The CASE of the Conditional Records

I’m working on a change request for a web service tied to an application we support at work, and I ran into one requirement (out of many) which I didn’t immediately know how to resolve. Maybe it was just the way it was worded in the spec, but it had me scratching my head for a good few hours before I got to the heart of the matter.

This post is mostly a reminder to myself to take a step back, and work through a problem in a notebook or similar; go back and forward a few times, from different angles until the puzzle is clear and you can find a way to approach it. Once I worked through it, and figured out exactly what was being asked for, the problem itself turned out to be significantly easier than I had first imagined.

The Problem

I have two linked tables of journey information: 1 for the journey record, one for each leg of that journey. For each leg, there could be up to 2 records, the planned leg (P), and the actual leg (A). When we return the results of the query, we want a row combining the flight information and the leg information, for every leg. The kicker was we never want to return a P leg record, when an A leg record existed. But we don’t know if an A leg record exists before we run the query.

[Side note – I am massively simplifying the data structure, and some of the problem for clarity and confidentiality]

[code language=”text” light=”true”]
————————— ————————————
| journey_id | journey_date | | journey_id | leg_number | leg_type |
————————— ————————————
| 1 | 01/07/2015 | | 1 | 1 | P |
————————— ————————————
| 2 | 01/07/2015 | | 1 | 1 | A |
————————— ————————————
| 3 | 01/07/2015 | | 1 | 2 | P |
————————— ————————————
[/code]

So from the above data we want to return the following:

[code language=”text” light=”true”]
——————————————————-
| journey_id | journey_date | leg_number | leg_type |
——————————————————-
| 1 | 01/07/2015 | 1 | A |
——————————————————-
| 1 | 01/07/2015 | 2 | P |
——————————————————-
[/code]

And not this, which a straightforward JOIN would produce.

[code language=”text” light=”true”]
——————————————————-
| journey_id | journey_date | leg_number | leg_type |
——————————————————-
| 1 | 01/07/2015 | 1 | P |
——————————————————-
| 1 | 01/07/2015 | 1 | A |
——————————————————-
| 1 | 01/07/2015 | 2 | P |
——————————————————-
[/code]

Obviously we need a WHERE clause in there, but like I said, we don’t know what records exist for each leg, so most common clauses aren’t going to give desirable results.

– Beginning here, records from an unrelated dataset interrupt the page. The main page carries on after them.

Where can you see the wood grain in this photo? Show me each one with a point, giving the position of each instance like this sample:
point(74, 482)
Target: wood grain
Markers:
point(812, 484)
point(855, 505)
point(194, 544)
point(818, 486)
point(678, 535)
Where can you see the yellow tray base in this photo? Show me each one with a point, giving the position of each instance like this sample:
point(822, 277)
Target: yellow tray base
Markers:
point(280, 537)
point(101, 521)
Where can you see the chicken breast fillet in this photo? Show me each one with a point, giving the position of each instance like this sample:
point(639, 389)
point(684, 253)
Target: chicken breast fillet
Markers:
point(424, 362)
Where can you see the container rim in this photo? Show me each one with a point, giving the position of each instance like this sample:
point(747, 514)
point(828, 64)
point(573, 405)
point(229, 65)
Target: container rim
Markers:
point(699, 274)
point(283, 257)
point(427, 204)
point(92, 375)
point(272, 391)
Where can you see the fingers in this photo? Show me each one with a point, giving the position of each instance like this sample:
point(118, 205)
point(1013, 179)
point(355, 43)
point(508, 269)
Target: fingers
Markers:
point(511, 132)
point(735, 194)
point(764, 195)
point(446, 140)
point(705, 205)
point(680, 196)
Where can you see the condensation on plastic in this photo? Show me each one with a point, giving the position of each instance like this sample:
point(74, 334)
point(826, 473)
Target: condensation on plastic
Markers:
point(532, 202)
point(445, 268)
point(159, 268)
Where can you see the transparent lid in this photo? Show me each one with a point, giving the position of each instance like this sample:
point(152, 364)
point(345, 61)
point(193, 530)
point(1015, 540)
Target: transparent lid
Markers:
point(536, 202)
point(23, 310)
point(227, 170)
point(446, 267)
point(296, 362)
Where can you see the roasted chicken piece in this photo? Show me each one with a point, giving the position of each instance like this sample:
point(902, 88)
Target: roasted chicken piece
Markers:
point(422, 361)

Effectively we are conditionally returning a record only if a certain other, nearly identical record in the same table does not exist – otherwise we want to return that record instead.

Additional Restraints

  1. Everything has to come from running a single SQL query against a table/set of tables. We can’t utilise Oracle packages or procedures. The query is embedded in the application and called as a prepared statement (to feed in the “real” filtering criteria later). We can use functions, but should be mindful of the performance implications
  2. We can’t do any “post-processing” of the data in the web service application code. Well, we could, but it’d be costly and clunky to do in the current framework.
  3. Everything should (obviously) be as performant as possible.

Solution

First Attempt

An infrequently used, but powerful, part of SQL is the CASE construct:

[code language=”sql”]
CASE
WHEN foo THEN bar
ELSE baz
END
[/code]

By utilising a CASE statement and some subqueries, I could check if a row was in the actual legs of a journey, or whether it was a planned leg and there was no matching actual leg:

[code language=”sql”]
SELECT j.journey_id, j.journey_date,
jl.leg_number, jl.leg_type
FROM journies j, journey_legs jl
WHERE
(CASE
WHEN (jl.journey_id, jl.leg_number) IN
(SELECT journey_id, leg_number
FROM flight_legs
WHERE journey_id = fl.journey_id
AND leg_number = fl.leg_number
AND leg_type = ‘A’) THEN
(1)
WHEN ((fl.journey_id, fl.leg_number) NOT IN
(SELECT journey_id, leg_number
FROM flight_legs
WHERE journey_id = fl.journey_id
AND leg_number = fl.leg_number
AND leg_type = ‘A’) AND fl.leg_type = ‘P’) THEN
(1)
ELSE
(0)
END) = 1;

Execution time: 1.8 seconds
[/code]

Second Attempt

A nice start, the above query returns what we want, but it’s a bit bloated. Do we need the first subquery at all? No, it turns out:

[code language=”sql”]
SELECT j.journey_id, j.journey_date,
jl.leg_number, jl.leg_type
FROM journies j, journey_legs jl
WHERE
(CASE
WHEN (jl.leg_type = ‘A’) THEN
(1)
WHEN ((fl.journey_id, fl.leg_number) NOT IN
(SELECT journey_id, leg_number
FROM flight_legs
WHERE journey_id = fl.journey_id
AND leg_number = fl.leg_number
AND leg_type = ‘A’) AND fl.leg_type = ‘P’) THEN
(1)
ELSE
(0)
END) = 1;

Execution time: 1 second
[/code]

Final Attempt

Awesome, we are getting the data we want, the query is running at an acceptable pace for the number of records we have… but it’s kinda clunky looking. We want to try simplify it if possible so it’s easier for anyone who comes after us to maintain. Is it possible to rewrite this to take out the CASE, and make it more readable? Of course:

[code language=”sql”]
SELECT j.journey_id, j.journey_date,
jl.leg_number, jl.leg_type
FROM journies j, journey_legs jl
WHERE (jl.leg_type = ‘A’ OR
(jl.leg_type = ‘P’ AND
(jl.flight_number, jl.leg_order) NOT IN
(SELECT journey_id, leg_order
FROM journey_legs
WHERE journey_id = jl.journey_id
AND leg_order = jl.leg_order
AND leg_type = ‘A’)));

Execution time: 0.85 seconds
[/code]

That’s a bit better for anyone who maybe isn’t familiar with CASE to understand, and has a bit of hierarchy to it so you can mostly see at a glance what it’s doing. I don’t think we can get rid of the subquery, but sometimes these things are unavoidable.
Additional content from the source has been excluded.